A conclusão do inquérito policial que investigou a prática de crime contra a administração ambiental ocorreu em maio de 2021. Nele, a Polícia Civil afirma ter havido alteração nos mapas geológicos da área, e que o EIA não explicou os critérios utilizados para diferenciação entre “áreas úmidas” e “banhados”. As áreas de banhado impactam na definição das Áreas de Preservação Permanente (APP).

No topo do Morro do Arado, o inquérito policial também concluiu que houve omissão nos mapas do EIA sobre a existência de Área de Preservação Permanente (APP). Conforme o plano do empreendimento, no local está prevista a construção de um hotel.

A Polícia Civil ainda concluiu ter havido omissões sobre a existência de fauna ameaçada de extinção, como o gato-maracajá, entre outras falhas do EIA em relação às exigências do Termo de Referência da Secretaria Municipal do Meio Ambiente.

Diante dos elementos apontados no laudo do Instituto Geral de Perícias (IGP), o inquérito policial concluiu que o Estudo de Impacto Ambiental do projeto imobiliário é “falso ou enganoso, inclusive por omissão”.

Outro lado

Em contato com a reportagem do Sul21, a Prefeitura explica que a empresa foi considerada apta a participar da licitação e, portanto, homologada como a vencedora.

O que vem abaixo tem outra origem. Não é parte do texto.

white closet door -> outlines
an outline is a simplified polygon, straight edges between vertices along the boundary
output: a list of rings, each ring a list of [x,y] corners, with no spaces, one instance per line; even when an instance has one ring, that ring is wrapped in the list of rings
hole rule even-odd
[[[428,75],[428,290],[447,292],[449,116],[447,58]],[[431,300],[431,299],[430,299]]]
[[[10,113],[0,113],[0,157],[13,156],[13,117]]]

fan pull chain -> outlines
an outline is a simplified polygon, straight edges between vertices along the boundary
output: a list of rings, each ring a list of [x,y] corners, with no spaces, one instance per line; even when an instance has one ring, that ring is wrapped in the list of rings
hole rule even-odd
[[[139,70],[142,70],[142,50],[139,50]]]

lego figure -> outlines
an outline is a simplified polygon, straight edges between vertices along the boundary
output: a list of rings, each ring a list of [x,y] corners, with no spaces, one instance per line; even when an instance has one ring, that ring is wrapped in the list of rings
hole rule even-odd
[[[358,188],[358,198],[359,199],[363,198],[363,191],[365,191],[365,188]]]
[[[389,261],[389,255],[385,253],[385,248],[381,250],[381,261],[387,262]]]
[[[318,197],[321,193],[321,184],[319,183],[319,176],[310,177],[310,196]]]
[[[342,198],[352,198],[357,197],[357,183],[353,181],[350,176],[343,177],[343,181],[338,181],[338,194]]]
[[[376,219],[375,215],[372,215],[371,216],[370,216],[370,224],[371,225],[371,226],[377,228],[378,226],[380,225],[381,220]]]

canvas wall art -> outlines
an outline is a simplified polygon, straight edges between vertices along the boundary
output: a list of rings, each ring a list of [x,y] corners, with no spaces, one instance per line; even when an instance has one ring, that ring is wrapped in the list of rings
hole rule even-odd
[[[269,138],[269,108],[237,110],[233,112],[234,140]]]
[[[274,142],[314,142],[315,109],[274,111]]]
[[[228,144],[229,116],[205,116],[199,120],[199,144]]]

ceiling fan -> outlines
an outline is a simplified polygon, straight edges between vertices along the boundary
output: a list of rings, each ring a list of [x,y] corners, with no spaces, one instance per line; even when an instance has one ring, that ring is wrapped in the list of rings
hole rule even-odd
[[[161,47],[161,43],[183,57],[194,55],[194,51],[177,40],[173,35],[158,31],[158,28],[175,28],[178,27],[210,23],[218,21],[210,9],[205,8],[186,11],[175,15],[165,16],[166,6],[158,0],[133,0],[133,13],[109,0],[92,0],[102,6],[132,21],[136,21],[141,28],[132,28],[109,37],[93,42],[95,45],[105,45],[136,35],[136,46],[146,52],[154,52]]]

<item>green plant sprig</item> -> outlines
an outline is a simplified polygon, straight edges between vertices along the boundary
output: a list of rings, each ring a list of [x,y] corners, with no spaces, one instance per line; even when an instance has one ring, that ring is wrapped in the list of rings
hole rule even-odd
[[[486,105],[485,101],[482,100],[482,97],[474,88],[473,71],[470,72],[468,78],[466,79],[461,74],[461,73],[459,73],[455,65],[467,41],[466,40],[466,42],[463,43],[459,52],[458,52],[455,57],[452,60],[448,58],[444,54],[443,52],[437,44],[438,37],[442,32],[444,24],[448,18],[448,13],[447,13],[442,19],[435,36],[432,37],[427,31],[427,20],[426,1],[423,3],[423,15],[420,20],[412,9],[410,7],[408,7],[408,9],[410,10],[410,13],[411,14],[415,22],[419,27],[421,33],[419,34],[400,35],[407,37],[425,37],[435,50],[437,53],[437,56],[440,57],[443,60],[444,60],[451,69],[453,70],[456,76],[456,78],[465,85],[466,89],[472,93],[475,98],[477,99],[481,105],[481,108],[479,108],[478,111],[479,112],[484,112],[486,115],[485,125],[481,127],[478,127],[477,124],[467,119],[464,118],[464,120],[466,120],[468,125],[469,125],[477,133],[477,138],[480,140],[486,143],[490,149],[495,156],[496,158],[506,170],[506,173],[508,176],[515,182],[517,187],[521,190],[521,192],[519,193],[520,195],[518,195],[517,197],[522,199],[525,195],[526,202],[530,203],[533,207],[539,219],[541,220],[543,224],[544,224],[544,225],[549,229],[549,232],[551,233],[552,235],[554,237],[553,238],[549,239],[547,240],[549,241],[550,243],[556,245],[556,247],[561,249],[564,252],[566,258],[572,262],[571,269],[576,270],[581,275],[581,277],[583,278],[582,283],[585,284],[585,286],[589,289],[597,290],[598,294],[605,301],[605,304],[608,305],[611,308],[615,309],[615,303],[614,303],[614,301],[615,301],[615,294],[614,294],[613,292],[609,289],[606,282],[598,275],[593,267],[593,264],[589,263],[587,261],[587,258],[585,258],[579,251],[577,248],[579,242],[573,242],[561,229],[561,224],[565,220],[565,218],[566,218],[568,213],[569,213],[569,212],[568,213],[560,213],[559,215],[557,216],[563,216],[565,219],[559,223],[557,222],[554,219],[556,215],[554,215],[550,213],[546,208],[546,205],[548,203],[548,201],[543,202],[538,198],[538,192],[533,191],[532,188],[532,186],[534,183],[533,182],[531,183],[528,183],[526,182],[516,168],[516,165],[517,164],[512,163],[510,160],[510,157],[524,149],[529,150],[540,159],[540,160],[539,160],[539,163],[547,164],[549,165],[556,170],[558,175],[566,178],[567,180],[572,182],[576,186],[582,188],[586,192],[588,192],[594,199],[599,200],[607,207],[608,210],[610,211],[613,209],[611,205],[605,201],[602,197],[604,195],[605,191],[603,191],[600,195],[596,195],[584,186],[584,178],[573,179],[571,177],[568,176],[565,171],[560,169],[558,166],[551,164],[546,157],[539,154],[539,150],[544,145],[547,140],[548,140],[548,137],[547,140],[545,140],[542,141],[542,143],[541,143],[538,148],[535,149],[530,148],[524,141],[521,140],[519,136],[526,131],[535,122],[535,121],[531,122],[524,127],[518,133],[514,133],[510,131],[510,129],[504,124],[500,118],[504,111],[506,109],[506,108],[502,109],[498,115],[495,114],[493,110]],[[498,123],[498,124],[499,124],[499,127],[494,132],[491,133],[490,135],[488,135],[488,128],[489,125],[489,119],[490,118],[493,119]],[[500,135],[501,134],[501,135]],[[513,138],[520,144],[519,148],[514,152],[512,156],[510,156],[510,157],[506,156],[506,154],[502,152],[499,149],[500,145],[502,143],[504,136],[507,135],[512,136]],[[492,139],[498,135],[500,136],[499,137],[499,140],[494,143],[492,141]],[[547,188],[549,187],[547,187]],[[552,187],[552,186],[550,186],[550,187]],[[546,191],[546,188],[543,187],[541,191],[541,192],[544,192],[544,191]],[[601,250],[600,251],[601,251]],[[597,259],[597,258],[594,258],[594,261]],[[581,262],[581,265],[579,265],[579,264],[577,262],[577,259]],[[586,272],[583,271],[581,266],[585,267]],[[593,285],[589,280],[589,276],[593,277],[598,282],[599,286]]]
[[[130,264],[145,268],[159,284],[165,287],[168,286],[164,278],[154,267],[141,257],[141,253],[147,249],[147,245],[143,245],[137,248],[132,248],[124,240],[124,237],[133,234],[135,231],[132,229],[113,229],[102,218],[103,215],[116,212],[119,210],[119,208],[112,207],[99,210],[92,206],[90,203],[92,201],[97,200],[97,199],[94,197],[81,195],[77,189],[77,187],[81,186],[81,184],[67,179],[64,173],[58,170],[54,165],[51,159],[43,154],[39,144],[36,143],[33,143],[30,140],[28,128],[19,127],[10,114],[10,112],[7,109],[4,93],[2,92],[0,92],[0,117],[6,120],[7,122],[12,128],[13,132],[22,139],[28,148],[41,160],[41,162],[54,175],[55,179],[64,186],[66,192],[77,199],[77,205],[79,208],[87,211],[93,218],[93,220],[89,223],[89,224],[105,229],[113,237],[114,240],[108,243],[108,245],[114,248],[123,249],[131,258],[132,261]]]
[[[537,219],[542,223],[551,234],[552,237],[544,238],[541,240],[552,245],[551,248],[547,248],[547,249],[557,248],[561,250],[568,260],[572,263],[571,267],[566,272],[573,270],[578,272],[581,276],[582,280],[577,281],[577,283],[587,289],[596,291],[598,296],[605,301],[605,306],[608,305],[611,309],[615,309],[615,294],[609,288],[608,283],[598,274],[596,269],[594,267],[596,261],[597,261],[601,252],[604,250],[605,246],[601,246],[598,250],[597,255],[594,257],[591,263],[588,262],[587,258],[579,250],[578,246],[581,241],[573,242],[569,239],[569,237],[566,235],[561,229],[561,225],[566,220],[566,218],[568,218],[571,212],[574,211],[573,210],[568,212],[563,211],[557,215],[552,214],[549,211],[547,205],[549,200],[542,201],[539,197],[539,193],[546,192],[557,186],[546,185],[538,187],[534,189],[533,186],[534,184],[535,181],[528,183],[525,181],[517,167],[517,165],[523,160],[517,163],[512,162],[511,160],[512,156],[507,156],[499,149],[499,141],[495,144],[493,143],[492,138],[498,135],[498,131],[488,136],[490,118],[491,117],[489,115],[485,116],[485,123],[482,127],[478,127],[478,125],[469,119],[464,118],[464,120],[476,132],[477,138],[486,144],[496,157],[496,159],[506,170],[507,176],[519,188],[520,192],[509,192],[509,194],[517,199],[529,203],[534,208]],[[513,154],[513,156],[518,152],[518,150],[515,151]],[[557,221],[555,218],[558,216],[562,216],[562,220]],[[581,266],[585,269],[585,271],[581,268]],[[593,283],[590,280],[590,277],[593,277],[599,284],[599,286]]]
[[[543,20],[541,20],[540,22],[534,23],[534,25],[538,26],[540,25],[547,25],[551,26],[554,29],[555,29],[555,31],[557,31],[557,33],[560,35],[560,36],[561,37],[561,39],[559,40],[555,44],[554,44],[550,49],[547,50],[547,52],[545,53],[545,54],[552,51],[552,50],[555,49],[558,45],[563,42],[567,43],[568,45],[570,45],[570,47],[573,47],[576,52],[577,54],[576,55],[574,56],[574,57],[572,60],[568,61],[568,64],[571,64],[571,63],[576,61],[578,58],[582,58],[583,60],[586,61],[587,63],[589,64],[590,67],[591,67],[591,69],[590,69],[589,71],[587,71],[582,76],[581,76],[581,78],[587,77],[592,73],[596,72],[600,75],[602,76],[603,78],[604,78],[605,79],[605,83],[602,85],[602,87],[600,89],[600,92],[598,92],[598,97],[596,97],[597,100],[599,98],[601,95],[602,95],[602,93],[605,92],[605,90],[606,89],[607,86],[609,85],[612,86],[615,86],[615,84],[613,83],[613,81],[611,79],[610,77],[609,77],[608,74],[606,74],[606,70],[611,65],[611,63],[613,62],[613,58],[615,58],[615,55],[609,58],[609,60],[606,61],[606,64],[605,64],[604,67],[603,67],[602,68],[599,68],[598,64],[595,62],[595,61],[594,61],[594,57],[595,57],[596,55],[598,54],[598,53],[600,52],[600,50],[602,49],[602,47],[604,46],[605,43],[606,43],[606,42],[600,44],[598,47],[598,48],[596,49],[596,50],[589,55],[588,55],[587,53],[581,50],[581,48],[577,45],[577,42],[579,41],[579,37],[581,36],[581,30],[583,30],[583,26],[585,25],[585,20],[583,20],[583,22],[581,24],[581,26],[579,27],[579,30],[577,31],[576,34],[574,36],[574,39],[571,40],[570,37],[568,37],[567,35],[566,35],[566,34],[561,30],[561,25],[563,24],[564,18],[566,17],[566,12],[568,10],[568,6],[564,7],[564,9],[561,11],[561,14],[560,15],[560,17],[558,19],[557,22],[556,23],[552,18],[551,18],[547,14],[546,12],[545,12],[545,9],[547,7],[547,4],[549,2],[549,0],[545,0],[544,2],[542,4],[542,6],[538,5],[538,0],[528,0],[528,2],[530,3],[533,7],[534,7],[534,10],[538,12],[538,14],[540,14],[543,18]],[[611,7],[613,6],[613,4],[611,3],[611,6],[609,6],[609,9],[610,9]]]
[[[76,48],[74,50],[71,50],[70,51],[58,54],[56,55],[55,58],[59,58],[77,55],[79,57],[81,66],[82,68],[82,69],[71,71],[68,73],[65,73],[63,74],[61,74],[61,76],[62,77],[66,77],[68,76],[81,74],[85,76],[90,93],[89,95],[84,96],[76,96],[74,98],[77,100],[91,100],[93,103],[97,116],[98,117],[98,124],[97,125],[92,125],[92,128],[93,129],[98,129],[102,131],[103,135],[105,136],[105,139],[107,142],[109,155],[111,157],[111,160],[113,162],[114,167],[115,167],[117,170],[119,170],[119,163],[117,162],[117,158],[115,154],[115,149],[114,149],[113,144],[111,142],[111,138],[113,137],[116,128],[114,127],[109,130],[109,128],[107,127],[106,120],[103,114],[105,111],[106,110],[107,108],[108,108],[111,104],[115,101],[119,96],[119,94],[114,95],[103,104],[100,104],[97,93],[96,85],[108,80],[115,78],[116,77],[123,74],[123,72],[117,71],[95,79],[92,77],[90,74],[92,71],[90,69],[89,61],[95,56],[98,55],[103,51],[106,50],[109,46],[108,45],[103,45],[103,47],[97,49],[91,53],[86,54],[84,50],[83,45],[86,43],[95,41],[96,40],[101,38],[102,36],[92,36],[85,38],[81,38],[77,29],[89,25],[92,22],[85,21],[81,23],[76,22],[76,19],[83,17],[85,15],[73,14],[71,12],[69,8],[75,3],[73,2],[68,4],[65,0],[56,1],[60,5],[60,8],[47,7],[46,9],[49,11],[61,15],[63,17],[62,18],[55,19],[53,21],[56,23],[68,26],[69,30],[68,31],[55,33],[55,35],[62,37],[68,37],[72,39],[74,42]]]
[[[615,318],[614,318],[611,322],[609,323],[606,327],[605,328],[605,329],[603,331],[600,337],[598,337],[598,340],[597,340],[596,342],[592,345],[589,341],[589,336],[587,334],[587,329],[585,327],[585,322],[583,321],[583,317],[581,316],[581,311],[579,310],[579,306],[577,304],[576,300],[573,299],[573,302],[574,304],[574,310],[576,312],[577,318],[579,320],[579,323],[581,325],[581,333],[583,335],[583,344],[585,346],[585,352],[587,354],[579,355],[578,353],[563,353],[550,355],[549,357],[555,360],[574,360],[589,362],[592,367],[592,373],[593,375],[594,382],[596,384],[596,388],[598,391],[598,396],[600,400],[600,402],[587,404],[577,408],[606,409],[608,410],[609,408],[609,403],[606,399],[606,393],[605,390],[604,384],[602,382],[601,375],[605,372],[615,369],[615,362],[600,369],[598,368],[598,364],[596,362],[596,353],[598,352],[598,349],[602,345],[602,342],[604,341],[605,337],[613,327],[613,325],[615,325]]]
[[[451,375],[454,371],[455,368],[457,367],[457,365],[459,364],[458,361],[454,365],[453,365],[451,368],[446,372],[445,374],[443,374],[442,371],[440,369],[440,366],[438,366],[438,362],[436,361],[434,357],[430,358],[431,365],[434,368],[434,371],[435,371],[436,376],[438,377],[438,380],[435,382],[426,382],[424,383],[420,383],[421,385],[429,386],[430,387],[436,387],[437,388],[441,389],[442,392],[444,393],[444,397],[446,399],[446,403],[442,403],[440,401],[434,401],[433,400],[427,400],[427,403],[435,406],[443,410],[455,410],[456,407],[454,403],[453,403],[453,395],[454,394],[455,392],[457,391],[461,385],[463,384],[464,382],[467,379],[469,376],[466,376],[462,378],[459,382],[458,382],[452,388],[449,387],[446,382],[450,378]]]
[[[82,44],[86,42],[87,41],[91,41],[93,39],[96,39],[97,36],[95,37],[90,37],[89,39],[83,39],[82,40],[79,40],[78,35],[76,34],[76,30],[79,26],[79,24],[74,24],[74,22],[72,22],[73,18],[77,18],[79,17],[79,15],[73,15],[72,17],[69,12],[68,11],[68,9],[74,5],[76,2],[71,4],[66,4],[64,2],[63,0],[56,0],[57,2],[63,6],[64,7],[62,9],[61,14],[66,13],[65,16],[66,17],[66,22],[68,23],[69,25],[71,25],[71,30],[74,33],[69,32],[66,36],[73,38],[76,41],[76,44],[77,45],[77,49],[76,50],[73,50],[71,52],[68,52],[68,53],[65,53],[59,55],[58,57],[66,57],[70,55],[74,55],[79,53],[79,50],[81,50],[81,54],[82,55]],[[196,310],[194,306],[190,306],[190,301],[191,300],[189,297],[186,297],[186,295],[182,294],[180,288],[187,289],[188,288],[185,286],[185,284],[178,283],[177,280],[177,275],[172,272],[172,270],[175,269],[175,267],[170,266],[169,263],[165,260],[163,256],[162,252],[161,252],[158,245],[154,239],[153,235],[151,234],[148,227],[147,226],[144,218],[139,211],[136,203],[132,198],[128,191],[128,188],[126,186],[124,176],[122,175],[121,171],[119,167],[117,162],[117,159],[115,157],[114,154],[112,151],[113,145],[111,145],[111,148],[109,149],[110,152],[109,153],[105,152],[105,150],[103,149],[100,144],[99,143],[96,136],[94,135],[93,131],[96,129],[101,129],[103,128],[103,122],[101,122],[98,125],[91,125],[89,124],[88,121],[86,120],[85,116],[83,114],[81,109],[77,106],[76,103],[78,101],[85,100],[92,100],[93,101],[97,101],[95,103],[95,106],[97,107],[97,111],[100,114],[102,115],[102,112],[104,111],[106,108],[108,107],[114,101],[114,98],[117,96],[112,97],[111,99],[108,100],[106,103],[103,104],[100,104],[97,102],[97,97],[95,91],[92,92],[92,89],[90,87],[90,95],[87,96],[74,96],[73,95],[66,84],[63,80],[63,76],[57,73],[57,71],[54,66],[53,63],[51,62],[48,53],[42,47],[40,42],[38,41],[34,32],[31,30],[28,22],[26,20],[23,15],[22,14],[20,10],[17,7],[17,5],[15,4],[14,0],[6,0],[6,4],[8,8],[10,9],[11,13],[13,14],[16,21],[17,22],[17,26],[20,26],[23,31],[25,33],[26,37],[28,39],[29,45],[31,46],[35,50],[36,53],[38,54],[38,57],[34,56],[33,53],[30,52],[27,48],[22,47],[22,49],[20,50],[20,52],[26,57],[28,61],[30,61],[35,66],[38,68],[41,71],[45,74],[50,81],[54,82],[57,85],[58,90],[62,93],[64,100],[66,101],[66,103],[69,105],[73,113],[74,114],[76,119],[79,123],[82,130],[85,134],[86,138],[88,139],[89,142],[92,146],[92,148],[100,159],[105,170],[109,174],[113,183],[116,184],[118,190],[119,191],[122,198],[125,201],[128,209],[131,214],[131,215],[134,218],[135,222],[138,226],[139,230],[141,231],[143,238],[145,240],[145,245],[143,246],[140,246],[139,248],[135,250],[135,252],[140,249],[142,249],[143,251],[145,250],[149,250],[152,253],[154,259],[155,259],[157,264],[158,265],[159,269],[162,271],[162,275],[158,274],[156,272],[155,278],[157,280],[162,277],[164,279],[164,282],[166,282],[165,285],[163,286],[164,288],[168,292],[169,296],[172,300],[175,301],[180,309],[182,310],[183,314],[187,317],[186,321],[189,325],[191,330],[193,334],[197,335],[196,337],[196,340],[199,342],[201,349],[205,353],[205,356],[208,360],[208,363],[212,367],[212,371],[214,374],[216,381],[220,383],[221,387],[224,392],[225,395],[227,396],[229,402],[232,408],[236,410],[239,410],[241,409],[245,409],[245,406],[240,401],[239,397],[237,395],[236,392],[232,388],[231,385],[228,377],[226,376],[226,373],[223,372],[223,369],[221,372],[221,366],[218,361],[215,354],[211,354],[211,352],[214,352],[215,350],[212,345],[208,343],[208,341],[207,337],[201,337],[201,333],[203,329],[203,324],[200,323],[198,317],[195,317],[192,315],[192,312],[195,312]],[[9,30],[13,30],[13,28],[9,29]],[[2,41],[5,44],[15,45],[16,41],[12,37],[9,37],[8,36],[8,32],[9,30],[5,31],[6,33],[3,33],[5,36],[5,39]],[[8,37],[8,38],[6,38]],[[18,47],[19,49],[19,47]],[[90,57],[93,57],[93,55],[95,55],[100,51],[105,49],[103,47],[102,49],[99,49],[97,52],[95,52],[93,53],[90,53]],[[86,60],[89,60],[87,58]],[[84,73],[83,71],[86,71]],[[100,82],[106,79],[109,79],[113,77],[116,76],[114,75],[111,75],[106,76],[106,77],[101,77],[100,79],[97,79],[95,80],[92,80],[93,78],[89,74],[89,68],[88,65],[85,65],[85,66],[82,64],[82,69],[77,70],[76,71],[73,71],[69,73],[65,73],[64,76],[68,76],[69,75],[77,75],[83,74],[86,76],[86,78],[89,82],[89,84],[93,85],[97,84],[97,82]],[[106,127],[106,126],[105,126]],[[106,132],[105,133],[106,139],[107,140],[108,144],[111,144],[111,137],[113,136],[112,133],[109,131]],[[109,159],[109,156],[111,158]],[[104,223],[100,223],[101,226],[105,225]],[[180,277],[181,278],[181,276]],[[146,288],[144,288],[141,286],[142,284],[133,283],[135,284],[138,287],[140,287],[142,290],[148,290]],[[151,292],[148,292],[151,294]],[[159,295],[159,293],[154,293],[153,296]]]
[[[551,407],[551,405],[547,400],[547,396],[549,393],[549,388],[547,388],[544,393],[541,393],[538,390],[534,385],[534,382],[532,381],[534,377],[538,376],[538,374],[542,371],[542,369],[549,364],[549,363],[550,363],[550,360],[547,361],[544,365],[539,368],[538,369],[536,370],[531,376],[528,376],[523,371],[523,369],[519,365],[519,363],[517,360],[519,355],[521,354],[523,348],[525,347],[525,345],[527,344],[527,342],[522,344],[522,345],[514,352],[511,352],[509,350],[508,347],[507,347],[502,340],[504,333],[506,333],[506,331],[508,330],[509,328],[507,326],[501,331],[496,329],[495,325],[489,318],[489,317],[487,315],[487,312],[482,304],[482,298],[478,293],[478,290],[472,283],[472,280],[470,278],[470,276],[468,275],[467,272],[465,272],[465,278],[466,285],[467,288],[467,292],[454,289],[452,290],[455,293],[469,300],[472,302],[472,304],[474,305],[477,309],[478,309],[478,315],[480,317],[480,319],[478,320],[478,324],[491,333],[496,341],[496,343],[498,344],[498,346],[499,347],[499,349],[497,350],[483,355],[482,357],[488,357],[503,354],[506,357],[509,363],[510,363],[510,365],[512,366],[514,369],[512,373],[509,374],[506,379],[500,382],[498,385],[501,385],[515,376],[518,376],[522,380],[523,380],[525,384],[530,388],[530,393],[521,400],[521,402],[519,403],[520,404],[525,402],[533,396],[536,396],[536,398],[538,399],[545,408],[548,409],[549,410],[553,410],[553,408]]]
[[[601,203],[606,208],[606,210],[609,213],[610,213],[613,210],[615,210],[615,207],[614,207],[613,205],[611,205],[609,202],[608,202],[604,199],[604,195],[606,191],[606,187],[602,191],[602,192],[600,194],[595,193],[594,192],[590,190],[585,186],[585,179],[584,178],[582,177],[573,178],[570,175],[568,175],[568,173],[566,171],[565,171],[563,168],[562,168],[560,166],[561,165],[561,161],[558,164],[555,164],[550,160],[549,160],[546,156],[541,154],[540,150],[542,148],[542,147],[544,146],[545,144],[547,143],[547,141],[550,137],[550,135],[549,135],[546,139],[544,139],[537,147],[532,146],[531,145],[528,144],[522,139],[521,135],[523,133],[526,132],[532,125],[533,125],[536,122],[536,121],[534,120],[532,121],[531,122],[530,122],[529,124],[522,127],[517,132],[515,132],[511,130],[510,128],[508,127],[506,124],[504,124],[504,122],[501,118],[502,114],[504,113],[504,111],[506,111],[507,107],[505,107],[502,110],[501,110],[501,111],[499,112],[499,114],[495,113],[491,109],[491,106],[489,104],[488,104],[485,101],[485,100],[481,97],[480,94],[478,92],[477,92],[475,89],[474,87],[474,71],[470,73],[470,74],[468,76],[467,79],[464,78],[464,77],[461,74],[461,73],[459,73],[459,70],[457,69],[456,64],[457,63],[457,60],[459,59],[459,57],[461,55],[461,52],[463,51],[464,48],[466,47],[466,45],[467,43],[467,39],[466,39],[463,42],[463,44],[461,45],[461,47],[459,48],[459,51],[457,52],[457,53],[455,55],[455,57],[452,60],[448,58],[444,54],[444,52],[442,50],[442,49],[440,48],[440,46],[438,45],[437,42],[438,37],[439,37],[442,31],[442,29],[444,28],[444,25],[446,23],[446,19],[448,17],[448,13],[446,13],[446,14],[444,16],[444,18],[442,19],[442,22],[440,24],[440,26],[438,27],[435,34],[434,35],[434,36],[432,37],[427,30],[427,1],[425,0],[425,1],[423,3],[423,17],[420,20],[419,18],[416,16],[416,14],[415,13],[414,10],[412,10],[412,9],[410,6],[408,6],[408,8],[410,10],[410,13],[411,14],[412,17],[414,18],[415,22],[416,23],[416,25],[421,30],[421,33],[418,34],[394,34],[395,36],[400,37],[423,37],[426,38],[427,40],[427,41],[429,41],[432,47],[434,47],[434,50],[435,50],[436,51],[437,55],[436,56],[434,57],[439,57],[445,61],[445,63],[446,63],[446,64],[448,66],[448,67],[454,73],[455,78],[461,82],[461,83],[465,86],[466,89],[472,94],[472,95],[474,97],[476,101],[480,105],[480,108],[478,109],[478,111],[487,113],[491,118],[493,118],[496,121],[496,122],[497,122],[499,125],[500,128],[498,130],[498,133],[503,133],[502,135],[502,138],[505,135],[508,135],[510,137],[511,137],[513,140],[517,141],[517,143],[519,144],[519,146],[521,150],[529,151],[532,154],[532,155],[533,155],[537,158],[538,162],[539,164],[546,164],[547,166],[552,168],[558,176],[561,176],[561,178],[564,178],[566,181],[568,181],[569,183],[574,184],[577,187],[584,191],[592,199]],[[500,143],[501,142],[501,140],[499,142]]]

“A Prefeitura de Porto Alegre, por meio da Diretoria de Licitações e Contratos da Secretaria Municipal de Administração e Patrimônio, procedeu processo de licitação para contratação de consultoria especializada para elaborar o mapeamento e a caracterização das Áreas de Preservação Permanente (APP) no Município de Porto Alegre/RS. O edital estabelece as condições para participação. A empresa foi considerada apta e homologada como a vencedora”, diz a nota da Prefeitura.

O Sul21 também fez contato com a empresa e, até o momento da publicação da reportagem, não recebeu retorno. O posicionamento da empresa será acrescentado tão logo ocorra.

Entre os objetos do estudo que deverão ser feitos pela empresa no mapeamento e caracterização das Áreas de Preservação Permanente (APP) da Capital estão: identificar e mapear os locais de incidência de APP em Porto Alegre; determinar a superfície total das microbacias hidrográficas das áreas em análise; determinar a área total das diferentes categorias de APPs (cursos d’água, nascentes, topos de morros); e determinar a área total de vegetação existente em APPs; assim como determinar quantas nascentes ocorrem nas microbacias hidrográficas das áreas em análise.

O trabalho também deverá categorizar as APPs conforme valor ecológico, estágio de conservação e grau de ameaça, indicando as áreas prioritárias para recuperação da vegetação nativa, assim como as ações preventivas ao desmatamento ou destruição dessas áreas; elaborar Mapa Cartográfico delimitando as APPs em seus diferentes graus de conservação ou ameaça; e, por fim, identificar quais as APPs estão mais aptas às ações de regularização fundiária de interesse social ou específico, conforme previsto nos artigos 64 e 65 da Lei Federal nº 12.651/2012, e quais as que devem ser objeto de reassentamento prioritários, balizados por aspectos ambientais, econômicos e sociais.